ATAQUE ENTRE EL SENA Y NOTRE DAME
– Da la impresión de que es usted un actor tranquilo, que los nervios no van con usted.
– Eso pensaba yo.
– ¿Pensaba?
– Sí, me tenía por tranquilo, hasta que pasó lo de El hombre de las mil caras.
– Por favor, cuente.
– Soy un actor que vive muy en el presente. Si hay aluvión de trabajo, procuro centrarme y no abrumarme por el peso de lo que se me viene encima. Si tengo un estreno, me pongo nervioso en el último momento, es decir, momentos antes de la función. No vivo todo el día o la semana anterior en un estado de nervios. Ni mucho menos.
– Ya, pero algo pasó con Luis Roldán, ¿no?
– Pues sí. Siendo como soy, no podía imaginarme que me pasaría lo que ocurrió. Habíamos ensayado secuencia por secuencia durante un mes.
– ¿En mesa italiana?
– No solo así, también simulando posiciones e improvisando atrezo. Con cuatro sillas podíamos ir en un coche Eduard Fernández, José Coronado y yo, por ejemplo. Estaba todo muy preparado, algo característico de Alberto Rodríguez. Él quería que llegáramos lo más preparados posible para que la vorágine del rodaje no nos perjudicara. Y, de hecho, mis compañeros me decían que tenía al personaje ya “machacado”, masticadito, vamos.
– Nos tiene usted en ascuas.
– Tras un primer día de rodaje en París con una escena de trámite saliendo de un coche, llegamos al segundo día, en que rodábamos una secuencia con mucha más enjundia. Era la escena nocturna junto al Sena en la que Paesa me deja en manos de una supuesta organización. Llegué con el coche de producción al set. Estaba atardeciendo. Conforme iba caminando a orillas del río, podía ver el equipo de rodaje y todo preparado, con Notre Dame al fondo, maravillosamente iluminada por Álex Catalán. Y en ese momento empiezan a temblarme las piernas incontroladamente. A medida que me acercaba, me temblaban más. Alberto quiere dejar la escena marcada antes de ir a maquillaje. Nos metemos en el coche, él empieza a dar indicaciones y a mí no me brota la voz. Estoy mudo, aunque quiero hablar. Mi rostro palidece y amarillea a la vez, y la tiritona va a más. Debió de notárseme, claro, porque Alberto dejó de dar instrucciones y me pidió que saliera del coche.
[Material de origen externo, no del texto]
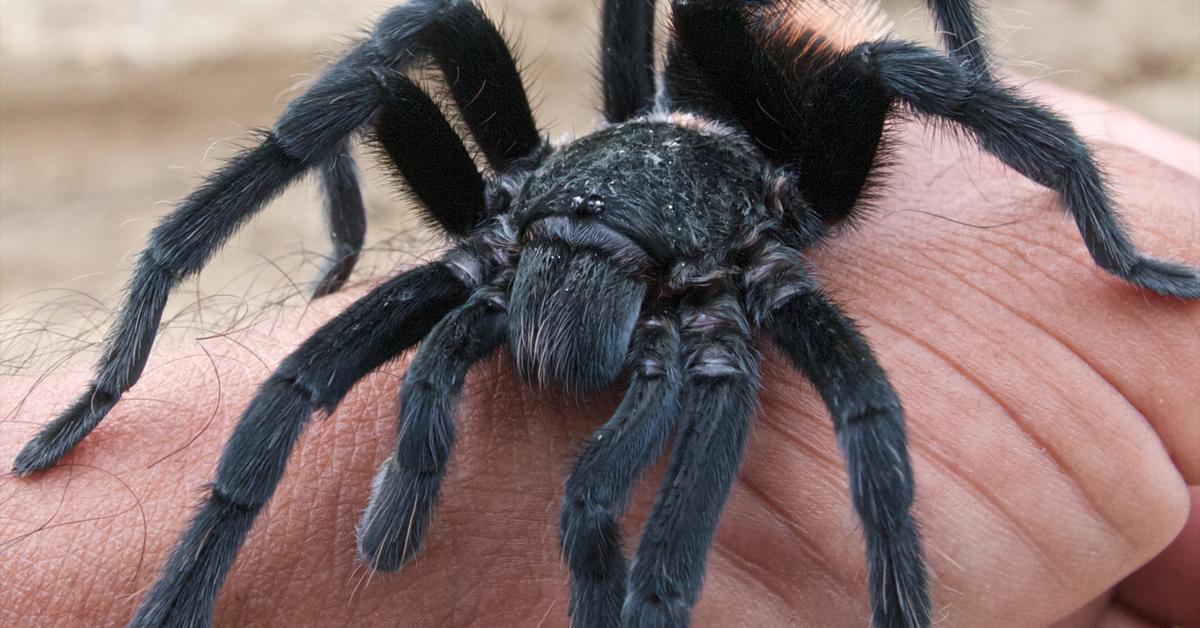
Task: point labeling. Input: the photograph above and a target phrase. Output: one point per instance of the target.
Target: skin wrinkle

– ¿Era la primera vez que le ocurría?
– En mis 37 años no había experimentado nunca nada parecido. Estaba como paralizado y sin saber exactamente qué me pasaba. Alberto sí lo sabía. Me llevó a dar un paseo. Nos encendimos un pitillo. Seguía sin poder articular palabra. “No te preocupes. Sé que no puedes hablar ahora, pero no pasa nada. El personaje lo tienes más que hecho. Camina y relájate”, me dijo. Y, en efecto, fui recuperando el habla y el pulso. Había tenido el primer ataque de pánico de mi vida. No soy dado a los numeritos, pero ya ve, tuve que esperar a mi personaje más importante para montar uno.
– ¿Cómo reaccionaron sus compañeros?
– Eduard [Fernández] y Jose [Coronado] enseguida me preguntaron. Se lo conté y ellos fueron los que le pusieron nombre y apellidos a aquello. “¿Nunca te había pasado? Pues bienvenido al club”. No le dieron mayor importancia, porque ya conocían de sobra la experiencia. Quizá me pudo la presión de saber que me habían escogido siendo el último actor que la gente hubiera imaginado en la piel de Luis Roldán, de rodar en París a la orilla del Sena... No sé.